Two years ago, in January 2009, Hessel decried Israeli military operations in the Gaza strip: “In fact, the word that applies - that should be applied - is ‘war-crime’ and even ‘crime against humanity’”

We’ll pause here for a moment for a necessary headcount. All those in favor of condemning Palestinians to being perpetual victims of Israeli ruthlessness, please raise your hands. Seeing none, I’ll proceed.

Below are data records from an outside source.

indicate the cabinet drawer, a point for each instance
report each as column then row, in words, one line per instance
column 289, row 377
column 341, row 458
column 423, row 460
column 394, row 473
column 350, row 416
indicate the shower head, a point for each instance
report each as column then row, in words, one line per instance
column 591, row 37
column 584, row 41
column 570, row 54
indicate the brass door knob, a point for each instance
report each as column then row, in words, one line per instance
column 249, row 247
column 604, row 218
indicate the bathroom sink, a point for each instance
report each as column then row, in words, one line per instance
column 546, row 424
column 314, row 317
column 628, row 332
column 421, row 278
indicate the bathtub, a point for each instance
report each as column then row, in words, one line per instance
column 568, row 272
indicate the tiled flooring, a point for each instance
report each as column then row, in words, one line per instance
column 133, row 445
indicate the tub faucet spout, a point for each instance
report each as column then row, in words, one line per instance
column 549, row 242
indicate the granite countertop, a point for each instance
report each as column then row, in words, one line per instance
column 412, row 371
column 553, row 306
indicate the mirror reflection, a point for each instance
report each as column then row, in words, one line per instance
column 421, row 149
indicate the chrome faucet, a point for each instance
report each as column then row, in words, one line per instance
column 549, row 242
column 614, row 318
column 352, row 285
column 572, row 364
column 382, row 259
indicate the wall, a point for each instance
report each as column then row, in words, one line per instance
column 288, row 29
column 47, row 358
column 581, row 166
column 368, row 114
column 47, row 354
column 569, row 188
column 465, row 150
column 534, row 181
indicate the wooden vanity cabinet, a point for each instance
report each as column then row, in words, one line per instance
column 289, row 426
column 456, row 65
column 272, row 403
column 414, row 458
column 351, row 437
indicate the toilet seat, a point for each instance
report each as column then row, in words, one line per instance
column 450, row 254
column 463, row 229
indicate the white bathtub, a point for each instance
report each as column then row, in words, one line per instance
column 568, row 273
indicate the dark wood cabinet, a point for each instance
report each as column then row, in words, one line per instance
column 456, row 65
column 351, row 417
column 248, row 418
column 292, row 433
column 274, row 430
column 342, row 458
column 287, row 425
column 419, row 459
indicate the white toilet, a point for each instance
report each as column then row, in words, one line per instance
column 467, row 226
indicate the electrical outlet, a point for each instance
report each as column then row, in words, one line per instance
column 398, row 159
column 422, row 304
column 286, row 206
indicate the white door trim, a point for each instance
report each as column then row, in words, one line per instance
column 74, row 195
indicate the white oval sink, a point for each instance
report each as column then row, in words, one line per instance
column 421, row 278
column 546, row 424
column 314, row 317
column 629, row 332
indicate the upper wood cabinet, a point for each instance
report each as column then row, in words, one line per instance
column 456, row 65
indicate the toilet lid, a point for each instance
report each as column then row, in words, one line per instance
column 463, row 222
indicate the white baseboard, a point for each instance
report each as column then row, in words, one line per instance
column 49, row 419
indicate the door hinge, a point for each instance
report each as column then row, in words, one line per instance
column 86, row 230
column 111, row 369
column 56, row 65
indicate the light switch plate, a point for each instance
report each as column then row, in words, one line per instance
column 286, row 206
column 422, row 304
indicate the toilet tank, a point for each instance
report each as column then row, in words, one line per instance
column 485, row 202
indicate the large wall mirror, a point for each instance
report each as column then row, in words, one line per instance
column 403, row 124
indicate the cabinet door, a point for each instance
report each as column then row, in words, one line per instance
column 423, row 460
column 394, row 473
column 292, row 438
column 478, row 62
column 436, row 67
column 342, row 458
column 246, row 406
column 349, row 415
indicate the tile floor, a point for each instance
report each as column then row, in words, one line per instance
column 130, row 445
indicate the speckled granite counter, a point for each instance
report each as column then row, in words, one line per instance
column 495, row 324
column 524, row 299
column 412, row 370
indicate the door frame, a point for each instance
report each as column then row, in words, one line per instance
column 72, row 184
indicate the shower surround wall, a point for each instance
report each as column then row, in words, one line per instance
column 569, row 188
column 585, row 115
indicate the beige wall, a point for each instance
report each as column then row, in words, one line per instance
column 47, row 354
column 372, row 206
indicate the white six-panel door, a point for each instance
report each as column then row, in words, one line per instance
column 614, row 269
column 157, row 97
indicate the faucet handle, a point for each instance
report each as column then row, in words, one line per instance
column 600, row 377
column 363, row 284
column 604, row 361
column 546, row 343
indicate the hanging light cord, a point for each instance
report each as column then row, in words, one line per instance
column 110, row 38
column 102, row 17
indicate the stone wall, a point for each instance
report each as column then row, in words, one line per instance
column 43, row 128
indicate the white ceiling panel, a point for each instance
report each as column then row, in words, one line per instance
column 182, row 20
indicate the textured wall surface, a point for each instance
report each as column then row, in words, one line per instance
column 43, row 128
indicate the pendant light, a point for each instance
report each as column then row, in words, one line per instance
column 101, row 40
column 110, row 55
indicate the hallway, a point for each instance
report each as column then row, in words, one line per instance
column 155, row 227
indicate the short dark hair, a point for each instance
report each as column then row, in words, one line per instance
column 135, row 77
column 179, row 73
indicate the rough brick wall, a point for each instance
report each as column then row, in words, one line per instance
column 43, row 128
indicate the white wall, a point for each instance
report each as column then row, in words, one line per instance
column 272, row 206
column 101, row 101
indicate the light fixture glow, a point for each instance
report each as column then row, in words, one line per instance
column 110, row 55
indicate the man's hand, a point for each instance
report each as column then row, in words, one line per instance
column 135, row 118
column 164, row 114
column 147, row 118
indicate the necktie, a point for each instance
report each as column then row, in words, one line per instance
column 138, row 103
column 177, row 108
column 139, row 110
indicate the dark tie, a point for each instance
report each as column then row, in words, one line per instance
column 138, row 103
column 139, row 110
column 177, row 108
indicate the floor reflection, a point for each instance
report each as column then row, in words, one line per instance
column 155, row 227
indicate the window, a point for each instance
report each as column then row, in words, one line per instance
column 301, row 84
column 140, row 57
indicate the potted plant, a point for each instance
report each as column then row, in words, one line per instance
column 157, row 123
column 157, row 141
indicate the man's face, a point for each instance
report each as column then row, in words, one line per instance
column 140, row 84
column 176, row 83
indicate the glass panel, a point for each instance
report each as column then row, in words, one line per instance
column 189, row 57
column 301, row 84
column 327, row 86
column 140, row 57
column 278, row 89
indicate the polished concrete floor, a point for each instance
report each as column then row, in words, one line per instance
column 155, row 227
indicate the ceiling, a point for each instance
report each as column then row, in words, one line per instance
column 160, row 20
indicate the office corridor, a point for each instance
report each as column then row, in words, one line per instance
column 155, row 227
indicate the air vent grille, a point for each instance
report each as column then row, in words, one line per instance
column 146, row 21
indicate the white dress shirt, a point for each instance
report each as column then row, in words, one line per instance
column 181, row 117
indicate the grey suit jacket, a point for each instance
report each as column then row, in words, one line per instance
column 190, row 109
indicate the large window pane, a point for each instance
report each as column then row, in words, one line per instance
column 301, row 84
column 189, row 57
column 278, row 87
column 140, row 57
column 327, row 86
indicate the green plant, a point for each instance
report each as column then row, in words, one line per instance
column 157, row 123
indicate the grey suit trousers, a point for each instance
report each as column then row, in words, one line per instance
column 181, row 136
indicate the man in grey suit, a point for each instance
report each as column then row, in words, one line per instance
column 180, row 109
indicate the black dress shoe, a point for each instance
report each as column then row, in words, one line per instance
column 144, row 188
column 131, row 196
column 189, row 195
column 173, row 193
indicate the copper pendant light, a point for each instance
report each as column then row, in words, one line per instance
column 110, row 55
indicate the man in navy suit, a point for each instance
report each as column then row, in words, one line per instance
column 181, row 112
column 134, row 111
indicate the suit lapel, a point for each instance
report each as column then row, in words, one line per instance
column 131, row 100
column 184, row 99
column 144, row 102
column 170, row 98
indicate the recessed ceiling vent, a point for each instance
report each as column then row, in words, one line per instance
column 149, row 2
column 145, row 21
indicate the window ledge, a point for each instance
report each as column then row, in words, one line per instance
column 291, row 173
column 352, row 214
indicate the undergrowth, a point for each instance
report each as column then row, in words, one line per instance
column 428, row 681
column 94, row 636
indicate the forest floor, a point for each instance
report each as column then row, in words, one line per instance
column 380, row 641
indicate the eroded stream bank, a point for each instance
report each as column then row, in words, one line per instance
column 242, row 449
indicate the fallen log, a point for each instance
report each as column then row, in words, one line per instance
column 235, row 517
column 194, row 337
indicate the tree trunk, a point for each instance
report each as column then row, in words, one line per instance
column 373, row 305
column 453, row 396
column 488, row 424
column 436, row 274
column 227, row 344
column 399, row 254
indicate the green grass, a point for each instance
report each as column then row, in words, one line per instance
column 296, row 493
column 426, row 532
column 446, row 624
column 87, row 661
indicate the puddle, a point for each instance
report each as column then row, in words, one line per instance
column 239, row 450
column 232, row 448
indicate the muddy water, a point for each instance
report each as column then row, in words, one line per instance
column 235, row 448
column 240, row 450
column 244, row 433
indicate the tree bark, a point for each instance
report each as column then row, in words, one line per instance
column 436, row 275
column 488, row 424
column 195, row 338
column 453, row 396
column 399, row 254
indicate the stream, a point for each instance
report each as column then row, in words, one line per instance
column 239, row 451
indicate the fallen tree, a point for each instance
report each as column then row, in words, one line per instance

The problem with arguing with Hessel is less that he ignores the Arab slaughter of Jews; that he seems not to understand that the Palestinian problem could have been resolved decades ago the same way the Jewish problem in Yemen and Iraq was, but that he brings to the discussion the perspective of a man whose genuine love of humanity, whose attitudes of social reform, of resistance to oppression are unimpeachable. He is not an anti-Semite; he is not pro-terrorist. And in at least one way he is not terribly off the Franco-Jewish mainstream. French Jews have historically never been ardently pro-Zionist. Initial reactions to the movement in the 19th century were that it was a German-Jewish idea, not a French one. Yes, there was the Dreyfus Affair, but on the whole the Jews of France lived a good life with no need to emigrate. (At least one French Jew rejected Zionism wondering what would happen to the native Arabs.) Even after the holocaust there was no mass migration of French Jews to Palestine/ Israel. What anti-Semitism in France is violent is from Arab immigrants, not from traditional Frenchmen. I don’t know how typical of French Jewish feeling it is but Joel Schalit in his blog “the-arty-Semite” reports on the conflict within the French Jewish community. “Coming on the heels of the formation of JCall (the French equivalent of the American JStreet) and the conversion of such figures as JCall founder Bernard-Henri Lévy to routine criticism of Israeli policy, in all likelihood more French Jews find themselves receptive to Hessel’s words than not.” Sigh.

This is Israel’s new burden. Add it to the list—the failure of Labor to keep the promises of the original leaders for an economically just society; the pressure to create a potentially hostile Palestinian state which would surround it; the possibility of an Iranian nuclear bomb aimed at Tel Aviv; Hezbollah in charge in Lebanon; Hamas in Gaza; Jews, some honorable such as Hessel, others whose motives are more obscure, ignore all the above and condemn Israel. I can only tell the Israelis what Moses told my namesake. Be strong and resolute.